Recipe Center
Peanut Butter Chocolate Pudding
Ingredients
1 250g package cream cheese, room temperature
½ cup peanut butter
¼ cup icing sugar
½ large container of whipped topping, defrosted
Layer 2
½ cup Oreo chocolate crumbs
Layer 3
1/3 cup sugar
¼ cup cornstarch
¼ tsp salt
¼ cup cocoa
2 cups scalded milk, cooled
1 Tbsp butter or margarine
½ tsp vanilla
½ large container of whipped topping, defrosted
Directions
- Mix together sugar, cornstarch, salt and cocoa in a double boiler or heavy sauce pan.

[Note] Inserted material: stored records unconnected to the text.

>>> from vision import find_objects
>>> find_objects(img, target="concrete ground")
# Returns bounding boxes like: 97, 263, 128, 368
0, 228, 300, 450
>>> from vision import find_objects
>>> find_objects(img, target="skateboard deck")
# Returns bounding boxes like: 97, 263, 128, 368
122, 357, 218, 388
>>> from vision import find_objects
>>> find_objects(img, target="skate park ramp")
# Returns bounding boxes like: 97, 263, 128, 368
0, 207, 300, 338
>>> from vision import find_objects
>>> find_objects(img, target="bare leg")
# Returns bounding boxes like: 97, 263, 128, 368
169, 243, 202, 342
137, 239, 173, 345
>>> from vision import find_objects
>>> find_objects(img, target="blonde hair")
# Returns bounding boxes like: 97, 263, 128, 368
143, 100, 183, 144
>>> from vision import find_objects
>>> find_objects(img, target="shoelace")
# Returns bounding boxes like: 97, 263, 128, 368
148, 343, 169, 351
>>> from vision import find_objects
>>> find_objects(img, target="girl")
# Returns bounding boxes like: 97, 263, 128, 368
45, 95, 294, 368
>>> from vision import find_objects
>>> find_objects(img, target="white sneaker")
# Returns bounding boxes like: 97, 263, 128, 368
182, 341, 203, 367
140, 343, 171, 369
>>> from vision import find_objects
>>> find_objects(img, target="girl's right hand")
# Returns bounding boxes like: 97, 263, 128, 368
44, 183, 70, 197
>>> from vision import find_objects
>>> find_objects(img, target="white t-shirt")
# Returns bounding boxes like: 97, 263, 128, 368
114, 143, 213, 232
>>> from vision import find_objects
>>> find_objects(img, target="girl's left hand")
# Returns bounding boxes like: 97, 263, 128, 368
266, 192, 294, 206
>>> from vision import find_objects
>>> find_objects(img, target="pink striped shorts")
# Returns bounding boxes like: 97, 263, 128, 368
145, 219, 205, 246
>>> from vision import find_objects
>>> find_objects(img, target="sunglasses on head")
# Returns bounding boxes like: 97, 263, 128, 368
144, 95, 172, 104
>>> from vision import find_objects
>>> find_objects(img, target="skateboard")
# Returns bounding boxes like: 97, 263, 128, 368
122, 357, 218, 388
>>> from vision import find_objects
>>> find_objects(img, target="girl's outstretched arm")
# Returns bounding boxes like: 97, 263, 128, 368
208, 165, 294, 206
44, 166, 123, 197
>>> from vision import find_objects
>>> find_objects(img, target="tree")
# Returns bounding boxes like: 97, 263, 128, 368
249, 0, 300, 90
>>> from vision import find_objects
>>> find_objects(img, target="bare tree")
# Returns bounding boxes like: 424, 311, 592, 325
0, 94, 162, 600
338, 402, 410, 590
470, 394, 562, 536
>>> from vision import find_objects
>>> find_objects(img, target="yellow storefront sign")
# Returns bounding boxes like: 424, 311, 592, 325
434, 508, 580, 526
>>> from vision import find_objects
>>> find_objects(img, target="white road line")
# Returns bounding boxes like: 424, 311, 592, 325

- Slowly stir in the milk.
- Heat, stirring often, to boiling.
- Boil while stirring for one minute.
- Remove from heat and stir in butter and vanilla
- Allow to cool.
- When cool, fold in whipped topping.
Layer 1
- Mix together cream cheese, peanut butter and icing sugar.
- When well mixed, fold in whipped topping
- Spread evenly in the bottom of six dessert dishes.
Layer 2
- Sprinkle chocolate crumbs on top of layer one.
Layer 3
- Spread chocolate mixture over layer 2.
- Chill for at least one hour before serving.
NOTES: Instead of making the third layer from scratch, you may use your favorite packaged chocolate pudding mixed (cooked or instant). Fold in whipped topping. This dessert has the slightly tart-sweet taste of a cheesecake. For a sweeter dessert (lots more sugar and other sweet things) check out the "Peanut Butter Chocolate Dessert" on page 88 of Taste of Home's 2003 Quick Cooking Annual Recipes, Reiman Publications, ISBN 0-89821-356-8.